The correlation coefficient (r) and root mean square error (RMSE) results revealed that SPEI provided less error than SPI apart from the 24-month timescaleTable 2). This result is in agreement with those from previous studies carried out by Beguería et al. (2014) and Homdee et al. (2016) who showed poor performance of SPI in semi arid climates. Byakatonda et al. (2018) found that SPEI proves more robust in characterizing droughts in semiarid areas, which is similar to our study. Our finding is also consistent with the results of a performance analysis performed by Vicente-Serrano et al. (2014), Liu et al. (2018), and Wang et al. (2015).

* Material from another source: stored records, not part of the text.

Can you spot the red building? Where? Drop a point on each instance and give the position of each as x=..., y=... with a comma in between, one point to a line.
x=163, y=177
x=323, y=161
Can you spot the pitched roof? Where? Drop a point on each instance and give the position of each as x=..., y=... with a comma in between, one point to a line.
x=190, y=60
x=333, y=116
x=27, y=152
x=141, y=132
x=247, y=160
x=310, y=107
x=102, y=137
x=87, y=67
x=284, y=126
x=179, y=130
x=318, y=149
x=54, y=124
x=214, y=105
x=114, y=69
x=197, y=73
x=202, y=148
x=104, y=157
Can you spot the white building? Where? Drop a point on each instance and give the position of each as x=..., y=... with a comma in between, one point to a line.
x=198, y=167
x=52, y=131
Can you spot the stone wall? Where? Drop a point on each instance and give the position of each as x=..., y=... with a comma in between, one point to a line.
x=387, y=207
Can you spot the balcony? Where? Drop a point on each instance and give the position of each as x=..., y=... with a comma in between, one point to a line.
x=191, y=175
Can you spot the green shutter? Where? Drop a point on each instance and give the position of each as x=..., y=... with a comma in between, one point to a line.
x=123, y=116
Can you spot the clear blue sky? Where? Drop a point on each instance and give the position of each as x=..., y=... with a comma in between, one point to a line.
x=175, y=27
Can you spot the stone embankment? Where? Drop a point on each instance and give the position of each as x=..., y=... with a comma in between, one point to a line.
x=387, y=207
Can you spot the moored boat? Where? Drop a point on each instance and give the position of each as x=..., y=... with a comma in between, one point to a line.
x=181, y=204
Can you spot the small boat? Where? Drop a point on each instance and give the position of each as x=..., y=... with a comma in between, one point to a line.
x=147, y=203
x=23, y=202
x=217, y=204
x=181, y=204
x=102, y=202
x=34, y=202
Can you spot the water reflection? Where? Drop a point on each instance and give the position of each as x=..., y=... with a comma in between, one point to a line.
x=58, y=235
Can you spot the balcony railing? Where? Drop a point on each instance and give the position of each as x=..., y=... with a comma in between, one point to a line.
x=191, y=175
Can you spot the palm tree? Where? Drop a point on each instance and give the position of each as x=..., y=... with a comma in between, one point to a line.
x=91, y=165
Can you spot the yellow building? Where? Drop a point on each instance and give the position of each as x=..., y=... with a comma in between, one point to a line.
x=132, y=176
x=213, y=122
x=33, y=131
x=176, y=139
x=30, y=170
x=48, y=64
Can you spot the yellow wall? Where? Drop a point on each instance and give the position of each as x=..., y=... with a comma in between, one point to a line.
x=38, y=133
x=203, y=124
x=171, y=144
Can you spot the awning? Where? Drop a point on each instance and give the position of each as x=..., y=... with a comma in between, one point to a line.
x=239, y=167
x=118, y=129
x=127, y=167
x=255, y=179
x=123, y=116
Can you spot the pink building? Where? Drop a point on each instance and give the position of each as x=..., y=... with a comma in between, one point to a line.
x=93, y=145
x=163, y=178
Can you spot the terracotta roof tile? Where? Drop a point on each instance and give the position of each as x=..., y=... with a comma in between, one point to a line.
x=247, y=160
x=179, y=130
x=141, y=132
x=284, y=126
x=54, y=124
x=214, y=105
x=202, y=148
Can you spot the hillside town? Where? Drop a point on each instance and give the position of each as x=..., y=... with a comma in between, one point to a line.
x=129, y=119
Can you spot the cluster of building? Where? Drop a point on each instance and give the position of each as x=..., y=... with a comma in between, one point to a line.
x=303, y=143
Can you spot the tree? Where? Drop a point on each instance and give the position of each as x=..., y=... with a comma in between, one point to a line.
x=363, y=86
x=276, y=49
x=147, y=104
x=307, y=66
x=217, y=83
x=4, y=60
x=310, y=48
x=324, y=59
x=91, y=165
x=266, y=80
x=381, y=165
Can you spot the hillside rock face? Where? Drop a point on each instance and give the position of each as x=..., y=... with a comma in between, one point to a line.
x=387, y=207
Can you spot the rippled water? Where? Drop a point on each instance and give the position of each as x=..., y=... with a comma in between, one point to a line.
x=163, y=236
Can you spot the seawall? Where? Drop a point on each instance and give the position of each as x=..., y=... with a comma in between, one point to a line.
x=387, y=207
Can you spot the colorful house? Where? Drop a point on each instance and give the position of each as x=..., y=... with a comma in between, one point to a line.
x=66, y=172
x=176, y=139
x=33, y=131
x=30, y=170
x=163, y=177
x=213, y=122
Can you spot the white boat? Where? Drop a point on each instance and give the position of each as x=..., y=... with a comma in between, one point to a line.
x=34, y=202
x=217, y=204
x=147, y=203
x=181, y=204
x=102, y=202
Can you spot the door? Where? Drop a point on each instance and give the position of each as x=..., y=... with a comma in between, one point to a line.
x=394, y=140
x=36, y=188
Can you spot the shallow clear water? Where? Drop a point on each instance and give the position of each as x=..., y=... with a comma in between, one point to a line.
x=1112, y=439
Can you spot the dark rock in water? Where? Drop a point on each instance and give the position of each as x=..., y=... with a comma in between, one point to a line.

Table 2 Correlation coefficient (r) and root mean square error (RMSE) between SPI and SPEI. All correlations are significant at a 99% confidence level

Responses of SPI and SPEI to climate extreme

To find out the influence of WSDI and Rx5day to drought indices, we have used the cross-wavelet method (Fig. 10). Both SPI and SPEI were positively correlated with WSDI from 2005 to 2010 (Fig. 10a, b). The change in phase angle identified that WSDI was ahead of SPI and SPEI. In other words, drought indices are positively correlated with temperature. However, the anti-phase signal suggested that drought indices were negatively correlated with Rx5day during the 1990s and 2000s decades. More accurately, drought indices and rainfall have an opposite relation. This phenomenon suggests that when air temperature increases, precipitation decreases. Higher temperature and lower rainfall can dry the topsoil that reduces the rate of evapotranspiration through plants’ leaves. This prolongs stress and might have a negative effect on plant physiologies that are irreversible, and therefore, every year crop wilt in Bangladesh. Rahman and Islam (2019) found a similar finding in Bangladesh where large scale atmospheric circulation with extrem precipitation indices showed an anti-phase resonance, indicating a significant negative relationship between them.

Fig. 10
figure 10

Cross-wavelet transforms. a SPI and WSDI, b SPEI and WSDI, c SPI and Rx5day, and d SPEI and Rx5day. While the black line represents the cone of influence, the thick black contours denote the 5% confidence level. The right-pointing arrows denote that the two signals are in phase while left-pointing arrows refer to anti-phase signals. Down-pointing arrows indicate that the climate indices are ahead of the drought index, while up-pointing arrows show that the climate indices lag behind the drought index

Conclusion

In this study, we have used statistical techniques to assess the comparative performances of SPI and SPEI. Although both indices were highly correlated with each other, SPEI performed better than SPI because evaporative demand has a positive impact on defining drought conditions in Bangladesh. Our findings also suggested that climate extremes such as WSDI and Rx5day have an influence on droughts in Bangladesh. This phenomenon might affect agriculture and ecosystem in this country. Finally, it can be concluded that multi-indices of drought assessment should be required in order to draw a robust conclusion.